Fincantieri Palermo: 3 condanne per 37 morti amianto

Si è finalmente conclusa la drammatica vicenda delle morti bianche provocate dall’amianto in un cantiere navale di Palermo. Tre arresti per 37 operai morti di tumore.

Dopo anni di attesa e di estenuanti processi per i familiari delle vittime è finalmente arrivata la sentenza del processo sulle morti bianche causate dalle inalazioni di amianto nel cantiere navale di Palermo. Un attesissimo verdetto di condanna per i responsabili di questa vicenda che ha visto la morte di ben 37 operai per rarissime e gravissime forme di tumore.

I responsabili sarebbero tre ex dirigenti della Fincantieri che hanno dovuto rispondere dell’accusa di omicidio colposo plurimo e lesioni gravi colpose. Ad emettere la sentenza di condanna il giuduce monocratico della prima sezione del Tribunale di Palermo, Gianfranco Criscione, il quale ha stabilito una condanna a sette anni e sei mesi per Luciano Lametti, sei anni per Giuseppe Cortesi e tre anni invece ad Antonio Cipponeri. Tutti e tre gli imputati hanno avuto un condono di pena di 3 anni.

Oltre al carcere si parla anche di risarcimenti milionari che i tre dirigenti sarebbero tenuti a risarcire all’Inail, che si era costituita parte civile.

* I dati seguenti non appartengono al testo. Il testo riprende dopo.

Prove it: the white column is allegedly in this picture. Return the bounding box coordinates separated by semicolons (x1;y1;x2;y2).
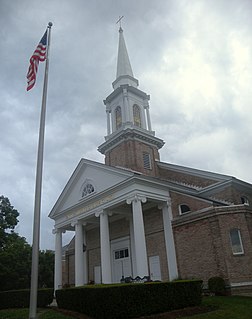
74;222;84;286
106;110;111;135
122;88;130;124
159;198;178;280
129;216;137;277
83;228;88;284
53;229;62;290
145;105;151;131
127;195;149;277
96;211;112;284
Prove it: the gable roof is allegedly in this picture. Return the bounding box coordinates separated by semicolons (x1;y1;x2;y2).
49;158;134;218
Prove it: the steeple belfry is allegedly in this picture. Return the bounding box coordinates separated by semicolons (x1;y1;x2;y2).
113;27;138;89
98;26;164;176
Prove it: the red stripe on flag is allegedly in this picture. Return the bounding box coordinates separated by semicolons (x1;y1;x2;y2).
26;31;47;91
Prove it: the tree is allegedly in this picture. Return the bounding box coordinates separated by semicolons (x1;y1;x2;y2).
0;233;31;291
0;196;54;291
0;195;19;249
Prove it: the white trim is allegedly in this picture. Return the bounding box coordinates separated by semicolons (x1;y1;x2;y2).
229;228;244;256
230;281;252;287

Gli operai della Fincantieri di Palermo che hanno conosciuto la morte proprio sul loro posto di lavoro sono ben 37, ma 24 sonno a tutt’oggi ancora ammalati ed in gravissime condizioni. Mesotelioma pleurico e asbestosi, questi sono i nomi impronunciabili di forme fulminanti di tumore provocate dalla continua inalazione di fibre di amianto.